Saturday, April 4, 2015
The Chan Clan!
"Charlie Chan" was created in 1925 by Earl Derr Biggers and debuted in the novel The House Without a Key. It was quite a success and the first film adaptation was made the very next year as a silent serial. More novels came and even more movies as Charlie Chan became one of the most successful fictional characters of the early twentieth century in both film and radio, a mild antidote of sorts to the classic "Yellow Peril" infamy of Fu Manchu and other Asian stereotypes. Of course Charlie was a stereotype himself, but a kindly and highly intelligent one which made the pill go down a bit more smoothly.
Charlie debuted in comic strips a in 1938 with artwork by Alfred Andriola.
Prize Comics (an imprint of Crestwood Publishing) came out with a Charlie Chan comic book a decade later in 1948 and got the go-to team of Joe Simon and Jack Kirby to do the covers. The interiors to the Prize run were drawn by Carmine Infantino and Dick Briefer among others. To read these great comics go here.
Here is a look at the wonderful covers Simon and Kirby cooked up for the illustrious Charlie and his "Number One Son".
Then it ended in less than a year's time after a mere five issues. Some years later in 1955 Charlton Comics came into possession of the unused material and continued the series with the sixth issue, which too sported an energetic Simon and Kirby cover.
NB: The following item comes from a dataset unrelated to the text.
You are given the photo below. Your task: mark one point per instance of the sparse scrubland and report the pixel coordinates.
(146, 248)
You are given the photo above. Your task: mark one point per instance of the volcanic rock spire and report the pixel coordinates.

The series lasted three more issues, all looking a bit more humdrum than the last until it ended in early 1956. To get a closer look go here.
DC Comics stepped in with The New Adventures of Charlie Chan in 1958 which ran for six issues featuring art by Sid Greene and stories by John Broome.
And then that too ended. (By the way, I adore the mummy-with-a-gun cover for the second issue - fantastic image.)
Then in 1965 Dell Comics, fresh from their break with Western Publishing came out with a pair of Charlie Chan comics featuring the work of Frank Springer.
Charlie would disappear then from the comic stands for another eight years until sparked by a Hanna-Barbera cartoon of the same name we got The Amazing Chan and the Chan Clan from Gold Key Comics.
Showcasing the artwork of Warren Tufts and at least some stories by Mark Evanier, these four issues capture rather accurately the weird vibe of the show which was an oddball blend of classic Biggers and The Brady Bunch.
Since then, no Charlie Chan save in reprints. Doubtless in these more enlightened times, such characters are not deemed sufficiently subtle to stand public scrutiny, and truth told that's probably right. I enjoy Charlie Chan mysteries, but there's no doubt that despite Charlie often being the smartest guy in the room, his presentation (not dissimilar to Peter Falk's magnificent Columbo) is meant to disarm his opponents, it does leave a raw spot.